Magistrado ponente: Eyder Patiño Cabrera

República de Colombia Corte Suprema de Justicia Tutela 1ra Instancia: 75.737 ARNOBIO ARBOLEDA CARDONA. CORTE SUPREMA DE JUSTICIA SALA DE CASACIÓN PENAL SALA DE DECISIÓN DE TUTELAS N° 1 Eyder Patiño Cabrera Magistrado Ponente STP12464-2014 Radicación N° 75.737 (Aprobado Acta N° 302) Bogotá, D.C., once (11) de septiembre de dos mil catorce (2014).

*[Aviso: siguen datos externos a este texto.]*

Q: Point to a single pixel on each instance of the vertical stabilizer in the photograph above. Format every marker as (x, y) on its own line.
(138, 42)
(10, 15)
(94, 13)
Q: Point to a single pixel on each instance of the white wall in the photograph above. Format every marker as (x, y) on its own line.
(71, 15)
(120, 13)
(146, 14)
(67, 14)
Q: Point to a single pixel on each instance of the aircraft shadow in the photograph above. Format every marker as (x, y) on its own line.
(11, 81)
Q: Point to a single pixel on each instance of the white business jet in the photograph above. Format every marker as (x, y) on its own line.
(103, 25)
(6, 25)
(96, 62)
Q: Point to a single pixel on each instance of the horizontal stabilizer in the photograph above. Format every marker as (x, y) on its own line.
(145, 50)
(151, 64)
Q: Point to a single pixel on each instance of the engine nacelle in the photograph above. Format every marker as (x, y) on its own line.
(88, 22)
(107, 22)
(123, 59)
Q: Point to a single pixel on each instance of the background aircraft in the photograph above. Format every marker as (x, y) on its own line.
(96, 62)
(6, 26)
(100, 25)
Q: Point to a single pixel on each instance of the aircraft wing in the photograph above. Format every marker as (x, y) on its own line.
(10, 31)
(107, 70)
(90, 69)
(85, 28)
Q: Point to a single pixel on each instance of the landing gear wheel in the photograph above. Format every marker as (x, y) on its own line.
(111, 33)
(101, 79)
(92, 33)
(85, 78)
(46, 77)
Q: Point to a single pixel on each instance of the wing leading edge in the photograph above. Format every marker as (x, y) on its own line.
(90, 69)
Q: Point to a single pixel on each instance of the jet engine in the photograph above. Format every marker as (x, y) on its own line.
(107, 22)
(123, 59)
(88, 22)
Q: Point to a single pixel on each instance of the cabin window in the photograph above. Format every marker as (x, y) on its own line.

OBJETO DEL PRONUNCIAMIENTO Decidir la acción de tutela presentada por Arnobio Arboleda Cardona en contra de la Sala de Casación Laboral de la Corte Suprema de Justicia, en actuación que comprende al Tribunal Superior de Medellín, al Juzgado 2° Laboral del Circuito de la misma ciudad y a la Universidad de Antioquia, por el presunto desconocimiento de los derechos fundamentales a la igualdad, al debido proceso y a la vida digna.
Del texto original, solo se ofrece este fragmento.